У Майкла виски блестят от пота, футболку буквально можно выжимать.
— Это хорошо, что он вспотел, — замечает доктор. — Только надо бы его переодеть.
Вместе с доктором Фред раздевает Майкла догола, быстро протирает кожу влажной губкой, потом — насухо махровым полотенцем. Диана приносит из спальни майку и трусы. Майкл уже настолько опамятовался, что пытается помочь одевающим его. Правда, получается это неважно, руки и ноги не слушаются.
— Да лежи ты спокойно, — говорит Фред, — сами справимся.
Прежде чем укрыть Майкла одеялом, доктор прощупывает живот. В последнее время каждое прикосновение причиняло боль, но сейчас Майкл вообще не реагирует.
— Давление еще проверим на всякий случай… Почти нормальное, пульс тоже. Кое-кому крупно повезло.
Через считанные минуты Майкл с блаженной улыбкой засыпает. Доктор тихо говорит:
— Везти его в больницу сейчас уже смысла нет. Да и будить жалко. Не станем беспокоить, пусть отдыхает. У него ведь раньше судорожных припадков не было?
— Нет, конечно!
— Наверное, высокая температура спровоцировала. Хотя я что-то не припомню ничего подобного у взрослых. Вообще странно это все… Надо будет потом его обследовать. А сейчас нам тоже всем пора отдохнуть.
Доктор начинает собирать свою сумку, заворачивает в бумажную салфетку использованные шприцы и ампулы, забрасывает в корзину для мусора.
— А вы уверены, что никакого риска уже нет?
— Да вы сами посмотрите на него, — отвечает доктор Фреду.
Он прав, хотя видит Майкла впервые, но уловил разницу между прежним и нынешним состоянием. Да, бледный и осунувшийся, но уже совсем не похож на умирающего, каким казался еще недавно. Просто мирно спящий человек, который утром проснется.
— Я все-таки посижу тут, мало ли что, — заявляет Фред. — У меня сна ни в одном глазу. Диана, а ты иди ложись, иначе тоже свалишься.
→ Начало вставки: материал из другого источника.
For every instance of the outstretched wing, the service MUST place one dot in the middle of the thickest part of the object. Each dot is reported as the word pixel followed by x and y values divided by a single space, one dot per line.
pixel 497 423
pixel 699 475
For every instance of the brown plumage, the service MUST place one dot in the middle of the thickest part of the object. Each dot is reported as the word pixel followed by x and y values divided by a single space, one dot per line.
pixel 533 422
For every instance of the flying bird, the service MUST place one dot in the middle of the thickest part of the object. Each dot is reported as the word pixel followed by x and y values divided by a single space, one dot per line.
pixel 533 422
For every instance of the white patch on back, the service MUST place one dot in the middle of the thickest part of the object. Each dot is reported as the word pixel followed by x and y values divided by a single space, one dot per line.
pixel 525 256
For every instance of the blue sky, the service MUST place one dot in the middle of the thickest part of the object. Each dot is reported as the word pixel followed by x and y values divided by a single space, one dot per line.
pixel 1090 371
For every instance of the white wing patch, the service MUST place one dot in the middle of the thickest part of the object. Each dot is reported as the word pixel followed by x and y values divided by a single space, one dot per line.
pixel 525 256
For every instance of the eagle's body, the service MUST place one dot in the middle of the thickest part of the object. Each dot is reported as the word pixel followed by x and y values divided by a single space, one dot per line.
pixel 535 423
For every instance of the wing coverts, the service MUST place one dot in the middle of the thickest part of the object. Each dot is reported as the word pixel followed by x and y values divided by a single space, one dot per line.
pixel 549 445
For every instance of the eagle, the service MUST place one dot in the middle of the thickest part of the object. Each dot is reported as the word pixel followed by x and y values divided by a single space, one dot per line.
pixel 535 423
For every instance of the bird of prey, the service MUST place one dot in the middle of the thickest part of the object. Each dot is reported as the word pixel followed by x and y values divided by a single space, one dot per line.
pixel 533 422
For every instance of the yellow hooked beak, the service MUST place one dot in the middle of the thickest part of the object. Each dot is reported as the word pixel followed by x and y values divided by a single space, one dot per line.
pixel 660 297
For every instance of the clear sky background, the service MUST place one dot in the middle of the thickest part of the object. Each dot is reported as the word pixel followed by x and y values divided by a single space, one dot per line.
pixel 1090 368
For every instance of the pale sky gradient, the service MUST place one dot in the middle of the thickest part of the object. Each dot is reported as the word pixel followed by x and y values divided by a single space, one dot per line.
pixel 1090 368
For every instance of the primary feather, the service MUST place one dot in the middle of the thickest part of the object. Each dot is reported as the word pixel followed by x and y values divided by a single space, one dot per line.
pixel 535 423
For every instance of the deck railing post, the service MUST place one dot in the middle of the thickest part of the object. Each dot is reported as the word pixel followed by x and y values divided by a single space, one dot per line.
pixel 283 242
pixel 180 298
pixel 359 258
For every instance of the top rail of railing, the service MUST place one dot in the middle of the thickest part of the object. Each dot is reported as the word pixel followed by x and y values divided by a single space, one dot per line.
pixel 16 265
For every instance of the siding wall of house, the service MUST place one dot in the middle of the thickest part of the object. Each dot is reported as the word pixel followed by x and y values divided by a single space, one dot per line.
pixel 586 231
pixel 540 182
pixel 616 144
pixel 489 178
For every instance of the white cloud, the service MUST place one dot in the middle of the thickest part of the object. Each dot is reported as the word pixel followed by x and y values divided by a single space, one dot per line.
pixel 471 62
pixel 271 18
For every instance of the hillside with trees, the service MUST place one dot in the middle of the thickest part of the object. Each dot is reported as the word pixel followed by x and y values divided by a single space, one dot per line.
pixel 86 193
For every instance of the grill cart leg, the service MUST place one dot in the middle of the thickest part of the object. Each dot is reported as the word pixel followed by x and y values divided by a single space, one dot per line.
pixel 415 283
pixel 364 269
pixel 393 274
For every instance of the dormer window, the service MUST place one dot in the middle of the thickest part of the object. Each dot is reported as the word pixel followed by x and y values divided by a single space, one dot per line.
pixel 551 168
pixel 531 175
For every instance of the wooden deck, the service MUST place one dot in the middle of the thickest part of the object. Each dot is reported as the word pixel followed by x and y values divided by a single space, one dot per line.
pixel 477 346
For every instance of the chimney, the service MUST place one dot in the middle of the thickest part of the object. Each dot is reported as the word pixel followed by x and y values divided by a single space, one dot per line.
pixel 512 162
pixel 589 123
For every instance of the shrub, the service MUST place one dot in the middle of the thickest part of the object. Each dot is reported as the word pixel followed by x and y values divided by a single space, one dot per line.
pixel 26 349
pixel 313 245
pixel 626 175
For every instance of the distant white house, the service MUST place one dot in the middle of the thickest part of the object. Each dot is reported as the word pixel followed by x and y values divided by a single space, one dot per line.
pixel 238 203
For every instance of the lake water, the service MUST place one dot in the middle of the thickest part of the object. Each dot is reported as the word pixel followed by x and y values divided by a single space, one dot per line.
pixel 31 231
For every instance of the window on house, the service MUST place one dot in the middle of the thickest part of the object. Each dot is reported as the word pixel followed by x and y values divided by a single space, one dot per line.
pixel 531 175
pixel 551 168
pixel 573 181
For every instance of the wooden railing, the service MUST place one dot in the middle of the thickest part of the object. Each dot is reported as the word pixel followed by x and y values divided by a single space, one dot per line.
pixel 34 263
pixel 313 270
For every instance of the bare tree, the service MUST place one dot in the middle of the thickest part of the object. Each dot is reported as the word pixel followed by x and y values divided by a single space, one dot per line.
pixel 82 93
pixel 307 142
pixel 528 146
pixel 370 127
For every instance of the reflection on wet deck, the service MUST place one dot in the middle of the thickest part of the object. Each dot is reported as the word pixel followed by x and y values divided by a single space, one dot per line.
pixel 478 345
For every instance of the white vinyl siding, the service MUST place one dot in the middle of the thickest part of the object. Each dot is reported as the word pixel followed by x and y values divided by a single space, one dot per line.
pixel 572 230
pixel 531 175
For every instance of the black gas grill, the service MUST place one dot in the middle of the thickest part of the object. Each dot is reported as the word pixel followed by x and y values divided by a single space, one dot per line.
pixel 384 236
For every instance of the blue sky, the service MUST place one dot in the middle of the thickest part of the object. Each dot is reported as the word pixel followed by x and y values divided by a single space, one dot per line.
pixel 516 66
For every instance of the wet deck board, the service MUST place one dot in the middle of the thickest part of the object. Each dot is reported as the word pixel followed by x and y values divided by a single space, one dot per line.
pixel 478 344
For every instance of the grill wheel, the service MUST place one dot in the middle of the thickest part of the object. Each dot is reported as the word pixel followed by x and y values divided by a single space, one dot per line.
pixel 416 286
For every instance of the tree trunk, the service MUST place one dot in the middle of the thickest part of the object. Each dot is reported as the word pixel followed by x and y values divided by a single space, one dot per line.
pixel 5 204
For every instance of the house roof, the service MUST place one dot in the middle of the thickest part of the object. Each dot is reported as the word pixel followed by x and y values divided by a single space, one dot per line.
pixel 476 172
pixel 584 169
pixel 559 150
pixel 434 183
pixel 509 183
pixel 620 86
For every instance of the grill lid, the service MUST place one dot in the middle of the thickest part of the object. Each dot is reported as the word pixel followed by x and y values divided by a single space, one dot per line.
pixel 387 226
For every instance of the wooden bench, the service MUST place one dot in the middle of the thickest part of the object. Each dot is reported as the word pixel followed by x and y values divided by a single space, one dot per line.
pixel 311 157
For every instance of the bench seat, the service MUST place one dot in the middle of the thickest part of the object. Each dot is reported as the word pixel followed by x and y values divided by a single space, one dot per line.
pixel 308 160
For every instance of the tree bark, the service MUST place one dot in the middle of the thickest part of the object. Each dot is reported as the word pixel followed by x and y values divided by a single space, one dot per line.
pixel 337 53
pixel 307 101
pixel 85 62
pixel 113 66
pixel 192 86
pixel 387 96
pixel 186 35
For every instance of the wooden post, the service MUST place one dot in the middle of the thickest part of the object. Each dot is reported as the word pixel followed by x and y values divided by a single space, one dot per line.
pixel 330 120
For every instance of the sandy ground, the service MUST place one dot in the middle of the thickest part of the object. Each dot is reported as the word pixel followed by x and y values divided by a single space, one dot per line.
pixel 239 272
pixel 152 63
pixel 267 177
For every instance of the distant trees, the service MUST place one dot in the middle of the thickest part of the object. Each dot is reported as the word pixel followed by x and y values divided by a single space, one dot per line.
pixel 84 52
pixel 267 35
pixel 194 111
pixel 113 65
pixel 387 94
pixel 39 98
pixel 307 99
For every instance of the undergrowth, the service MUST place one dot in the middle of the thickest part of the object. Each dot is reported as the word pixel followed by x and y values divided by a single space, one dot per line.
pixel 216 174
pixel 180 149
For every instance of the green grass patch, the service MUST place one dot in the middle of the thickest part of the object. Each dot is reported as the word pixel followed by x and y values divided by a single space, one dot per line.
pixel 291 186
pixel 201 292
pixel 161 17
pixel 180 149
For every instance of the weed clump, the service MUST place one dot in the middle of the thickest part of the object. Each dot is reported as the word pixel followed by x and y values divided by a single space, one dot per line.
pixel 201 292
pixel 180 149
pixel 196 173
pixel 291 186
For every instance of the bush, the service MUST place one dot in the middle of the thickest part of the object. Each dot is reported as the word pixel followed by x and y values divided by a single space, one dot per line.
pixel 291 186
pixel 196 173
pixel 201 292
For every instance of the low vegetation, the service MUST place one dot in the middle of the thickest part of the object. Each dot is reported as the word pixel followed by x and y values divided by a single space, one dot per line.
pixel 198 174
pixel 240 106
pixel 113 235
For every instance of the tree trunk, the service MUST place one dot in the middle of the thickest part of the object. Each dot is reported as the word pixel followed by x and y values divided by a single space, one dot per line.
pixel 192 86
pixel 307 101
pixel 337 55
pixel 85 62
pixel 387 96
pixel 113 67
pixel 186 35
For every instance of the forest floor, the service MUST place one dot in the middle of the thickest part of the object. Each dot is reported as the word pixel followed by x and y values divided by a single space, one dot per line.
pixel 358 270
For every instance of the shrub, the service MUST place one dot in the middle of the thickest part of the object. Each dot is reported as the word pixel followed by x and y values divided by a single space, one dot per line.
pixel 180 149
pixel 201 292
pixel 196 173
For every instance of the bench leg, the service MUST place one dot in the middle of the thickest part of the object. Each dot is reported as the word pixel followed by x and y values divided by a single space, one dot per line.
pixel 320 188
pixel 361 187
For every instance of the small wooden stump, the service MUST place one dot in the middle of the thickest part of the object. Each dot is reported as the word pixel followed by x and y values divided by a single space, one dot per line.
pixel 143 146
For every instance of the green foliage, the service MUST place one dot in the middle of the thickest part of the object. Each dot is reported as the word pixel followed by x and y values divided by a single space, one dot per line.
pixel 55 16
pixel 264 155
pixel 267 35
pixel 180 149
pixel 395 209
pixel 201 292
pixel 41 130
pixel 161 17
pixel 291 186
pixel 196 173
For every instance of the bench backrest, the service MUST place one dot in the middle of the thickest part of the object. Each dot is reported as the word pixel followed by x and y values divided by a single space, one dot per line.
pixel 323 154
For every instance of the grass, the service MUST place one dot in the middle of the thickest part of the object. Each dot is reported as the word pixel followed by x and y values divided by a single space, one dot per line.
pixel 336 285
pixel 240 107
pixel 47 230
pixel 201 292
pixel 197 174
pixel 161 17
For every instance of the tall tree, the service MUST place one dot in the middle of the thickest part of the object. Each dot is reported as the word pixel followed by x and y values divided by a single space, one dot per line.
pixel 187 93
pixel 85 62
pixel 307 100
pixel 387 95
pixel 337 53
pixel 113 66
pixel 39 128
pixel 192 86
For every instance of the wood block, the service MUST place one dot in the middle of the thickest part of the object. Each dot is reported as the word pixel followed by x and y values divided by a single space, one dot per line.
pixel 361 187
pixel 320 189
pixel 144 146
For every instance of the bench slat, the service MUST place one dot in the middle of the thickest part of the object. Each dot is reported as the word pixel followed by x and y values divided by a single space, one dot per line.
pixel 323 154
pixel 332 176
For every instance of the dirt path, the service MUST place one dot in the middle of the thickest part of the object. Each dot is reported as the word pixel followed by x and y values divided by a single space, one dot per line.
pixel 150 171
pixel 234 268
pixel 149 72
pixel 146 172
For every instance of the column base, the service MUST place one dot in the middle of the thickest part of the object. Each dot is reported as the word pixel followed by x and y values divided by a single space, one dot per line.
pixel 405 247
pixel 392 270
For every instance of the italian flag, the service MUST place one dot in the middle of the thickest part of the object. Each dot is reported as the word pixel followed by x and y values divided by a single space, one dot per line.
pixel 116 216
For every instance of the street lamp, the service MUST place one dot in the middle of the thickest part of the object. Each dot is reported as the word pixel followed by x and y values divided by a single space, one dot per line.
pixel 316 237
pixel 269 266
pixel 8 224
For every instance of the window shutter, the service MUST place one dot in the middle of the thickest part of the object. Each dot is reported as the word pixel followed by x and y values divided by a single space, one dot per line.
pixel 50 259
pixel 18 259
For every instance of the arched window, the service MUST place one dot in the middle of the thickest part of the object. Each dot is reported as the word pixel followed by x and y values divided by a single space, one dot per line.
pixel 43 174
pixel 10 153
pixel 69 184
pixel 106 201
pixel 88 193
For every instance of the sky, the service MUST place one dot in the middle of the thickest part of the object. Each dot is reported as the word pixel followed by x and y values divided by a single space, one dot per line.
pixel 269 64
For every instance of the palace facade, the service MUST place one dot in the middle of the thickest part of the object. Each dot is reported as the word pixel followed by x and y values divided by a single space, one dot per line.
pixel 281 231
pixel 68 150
Диана покорно встает, выбирается из гостиной, чувствуя, что походка у нее сейчас, как у заводной куклы. Задерживается у порога спальни и успевает услышать приглушенный голос Фреда.
— Бедная девочка. Она так переживает, что кажется заторможенной. Будто слегка не в себе.
— Да, такое бывает иногда с близкими пациентов, — соглашается доктор.
Диана настораживается, однако в гостиной ее больше не обсуждают. Фред, видимо, подходит к угловому шкафу, где находится уже отлично знакомый Диане бар. В наступившей тишине слышится скрип дверцы, даже можно уловить, как льется жидкость в бокал.
— Док, плеснуть вам тоже?
— Если только совсем чуть-чуть. Мне еще домой добираться и завтра прием вести.
— Не бойтесь, не опьянеете. Надо же немного расслабиться после такого ужаса. Черт, даже руки трясутся. Тогда как-то некогда было думать. А сейчас, как представишь, что могло бы случиться… Ну, за здоровье Майкла!
— За здоровье…
***
Диана не собирается включать лампу, ведь в окно дружелюбно заглядывает луна, заполняя комнату ровным холодным светом. Щека до сих пор горит, грубая шерсть надолго оставила на ней след. Вот все и завершилось. Стопроцентной гарантии, понятно, нет, однако доктор, скорее всего, прав. Страница перевернута. Возможно, это даже к лучшему… Диана только сейчас замечает: она в спальне не одна. Посреди кровати сжался в комочек Гомункулус, он будто поджидает ее. Встает на четвереньки, по-собачьи преданно заглядывает прямо в глаза Диане. Он сделал все, что мог, однако обстоятельства, вмешательство таинственных сил или просто банальное невезение перевернули наспех построенную пирамиду, она рухнула, обратившись в груду праха, ветер разносит песок в разные стороны. Луна мягко освещает для кого-то кошмарную, но для Дианы уже давно привычную и даже привлекательную круглую рожицу. Почти что родную… Хотя почему «почти»?
По хребту Гомункулуса пробегают синие искры, перекидываются на макушку. Через несколько секунд он уже полностью охвачен ярким пламенем, и помешать этому Диана не сумеет. Малыш и не просит о помощи, его гибель неизбежна, это ведь очевидно. Он заламывает полыхающие руки с крошечными пальчиками, в последний раз обращает взгляд к Диане… Странный маленький костер, рассыпающий вокруг искры, которые гаснут, едва коснувшись покрывала. А теперь уже и сам костер бесследно исчезает.